Research has reported efficacy of surface wetting and its effect on body temperature of laying hens [41,42] and broilers [30] under controlled thermal conditions, and commercial production conditions [43,44,45,46]. Sprinkler systems offer water conservation advantages without sacrificing flock performance [31,45,46,47]. However, it is a challenge to incorporate sprinkler systems into the existing evaporative cooling systems which have been in use for more than two decades in the southern United States. As mentioned earlier, surface wetting by sprinklers requires low in-house humidity to function properly. It is necessary to develop a management strategy such as a set point and application schedule in a sprinkler and cool cell combined system to achieve not only cooling water savings, but also satisfactory air and litter quality.

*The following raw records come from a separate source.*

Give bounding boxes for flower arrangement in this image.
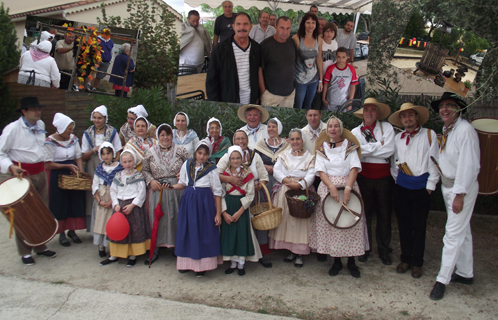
[76,25,102,89]
[463,80,472,90]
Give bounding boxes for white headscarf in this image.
[156,123,173,141]
[52,112,76,134]
[194,138,213,159]
[173,111,191,127]
[205,117,223,136]
[267,118,284,135]
[36,41,52,53]
[119,149,137,165]
[228,146,244,159]
[133,116,150,132]
[128,104,149,118]
[99,141,116,161]
[90,105,108,123]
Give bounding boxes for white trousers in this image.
[436,181,479,285]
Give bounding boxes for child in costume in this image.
[100,150,151,267]
[91,142,123,258]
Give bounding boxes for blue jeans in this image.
[294,81,318,109]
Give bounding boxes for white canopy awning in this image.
[185,0,372,13]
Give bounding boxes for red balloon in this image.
[105,211,130,241]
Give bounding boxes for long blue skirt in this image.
[175,187,221,260]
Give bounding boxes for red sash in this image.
[13,162,45,175]
[222,171,254,196]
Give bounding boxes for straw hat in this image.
[315,129,361,158]
[389,102,429,128]
[353,98,391,120]
[237,104,270,123]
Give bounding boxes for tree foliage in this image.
[0,2,21,129]
[97,0,180,88]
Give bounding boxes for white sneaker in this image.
[294,256,304,268]
[284,252,296,262]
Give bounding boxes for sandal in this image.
[67,230,81,243]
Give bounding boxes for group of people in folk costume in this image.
[0,93,480,300]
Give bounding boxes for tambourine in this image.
[323,187,364,229]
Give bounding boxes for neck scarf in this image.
[361,120,377,138]
[308,123,322,142]
[439,117,458,153]
[95,162,124,186]
[247,123,261,141]
[401,126,421,145]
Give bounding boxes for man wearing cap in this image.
[206,12,261,104]
[237,104,270,149]
[389,103,439,278]
[430,92,480,300]
[351,98,395,265]
[0,97,57,265]
[119,104,156,146]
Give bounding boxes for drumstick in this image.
[403,162,413,176]
[339,200,360,221]
[431,156,444,177]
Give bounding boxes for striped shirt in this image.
[232,41,251,104]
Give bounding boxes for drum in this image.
[472,118,498,195]
[0,177,58,247]
[323,187,363,229]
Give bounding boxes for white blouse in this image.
[111,171,147,208]
[178,161,223,197]
[92,162,119,194]
[391,128,439,191]
[315,139,361,177]
[439,118,481,194]
[81,133,123,153]
[45,134,81,162]
[273,150,315,190]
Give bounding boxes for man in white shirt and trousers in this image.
[389,102,439,279]
[0,97,57,265]
[430,92,481,300]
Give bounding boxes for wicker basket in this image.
[59,172,92,190]
[249,184,282,230]
[285,180,320,219]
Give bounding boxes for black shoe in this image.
[259,257,273,268]
[348,264,360,278]
[329,262,342,277]
[316,253,327,262]
[144,253,159,266]
[358,252,370,262]
[100,258,118,266]
[450,273,474,284]
[429,282,446,300]
[67,230,81,243]
[22,256,35,266]
[379,253,393,266]
[36,250,57,258]
[225,268,237,275]
[59,232,71,247]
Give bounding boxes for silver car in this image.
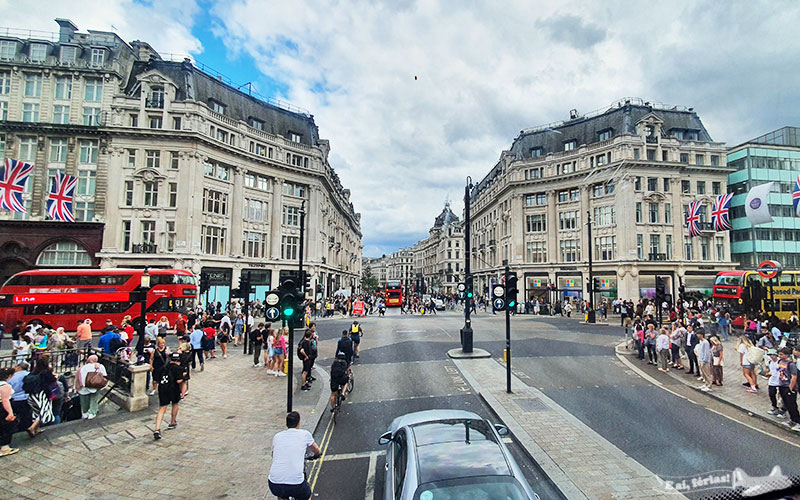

The objective of this study was to develop and evaluate a management strategy under a combined sprinkler and cool cell technology on cooling water conservation, in-house environments, and litter moisture conditions when raising heavy broilers on a commercial broiler farm.

2. Materials and Methods

2.1. Broiler Houses

The study was conducted at two commercial broiler houses on the Mississippi State University poultry research farm for two summer flocks from May through October of 2020. For the May-placed flock, each house received 13,700 straight run Ross × Ross 708 broiler chicks on day of hatch. For the August-placed flock, each house received 14,700 straight run Ross × Ross 708 broiler chicks on day of hatch. Both flocks were heavy broilers with a final target body weight of 4.42 kg. The two houses were each 13 m × 122 m (42 ft × 400 ft) and equipped with three lines of pan type feeders and four lines of nipple-type drinkers. Both houses were drop ceiling houses and neither house contained ceiling baffles.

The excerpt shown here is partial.